Using the Modern Data Stack to Improve Transit Outcomes in California
California Integrated Travel Project (Cal-ITP) is a statewide effort to make transit easier to use and more cost effective for riders in the state of California.
Cal-ITP needed a technology partner to help them collect data about California’s 200+ transit agencies, and transform that data into usable models to support a wide range of data users and analysis products. Jarvus was selected as that partner and determined that Cal-ITP offered an exciting opportunity to bring modern data stack principles to a public sector context.
Cal-ITP’s data infrastructure serves a diverse ecosystem of users and project goals, including both internal and external data stakeholders, all of whom have different needs and levels of self-service. For example, project leadership may ask for a quick number that they can share with an outside stakeholder while data analysts are working on long-term research projects.
Cal-ITP’s data sources are heterogeneous. The project in many ways is more similar to a research initiative than traditional business analytics because it involves scraping data from open sources with fewer guarantees than structured APIs would have in many business contexts. The project’s emphasis on assessing data quality requires that the ingest pipeline have extremely reliable uptime and capture rates. The nature of the GTFS data specification means that the ingested GTFS data is of variable completeness, uses a variety of components/features, and can take multiple approaches to represent the same concept. The project’s data sources also vary widely in size and update frequency, from large real-time data captured every 20 seconds to a relatively very small manually-maintained internal database with perhaps weekly data updates.
One primary goal of project’s data stakeholders is to create data products, which are built and maintained by the data users directly rather than each being maintained by the Jarvus data services team. The list of data products was not fully defined at project outset, but it was known to include at least:
- Agency-facing GTFS quality reporting at reports.calitp.org
- Agency-facing dashboards of payment transaction data
- Public-facing GTFS open data, hosted on the California Open Data Portal
Over time, the original products have matured and added new feature requirements, and new products have been developed, including a variety of published analyses.
The first step in developing a solution was to recognize that the data needs of the project would be better served by taking a platform approach than by tackling individual product, source, or user requirements one by one. The project needed an extensible data platform, rather than a set of bespoke pipelines tailored to each individual deliverable.
By assessing the requirements for such a platform, it became clear that Cal-ITP’s needs align in many ways with the principles of the modern data stack. One clear formulation of those principles comes from Atlan, who define the modern data platform as characterized by:
- “Self-service for diverse users”
- “Agile data management”
- “Flexible, fast, pay as you go”
These features match well with Cal-ITP’s needs to facilitate collaboration, enable self-service, scale flexibly, and be cost-effective.

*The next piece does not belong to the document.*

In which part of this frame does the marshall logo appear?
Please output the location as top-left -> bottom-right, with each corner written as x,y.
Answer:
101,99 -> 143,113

With these requirements in mind, Jarvus developed the following data platform:
Tools were selected with a preference for open-source tooling, and Google Cloud had already been selected as the cloud provider. However, this architecture can also be formulated in a tool-agnostic way:
The key benefits here, of separating compute and storage; separating raw data from modeling; and using version control, are not tool-specific.
With Jarvus’ help, Cal-ITP currently ingests and analyzes over 1 million files per day, and makes that data immediately accessible to data engineers, analysts, and the agencies Cal-ITP supports.
Through the shared BigQuery warehouse, Cal-ITP data users have access to a shared source of truth. Analysts can do complex research tasks using flexible Jupyter notebooks in an entirely browser-based workflow, and they can publish those directly to an analysis site to share their insights. Customer success managers can self-serve dashboards in Metabase to analyze their customers’ data quality and identify where support is needed.
Peer developers can leverage the robust documentation and developer experience of dbt to contribute their own models to the warehouse. And all of those users are looking at the same underlying data, ensuring that Cal-ITP can speak with a unified voice when answering data questions.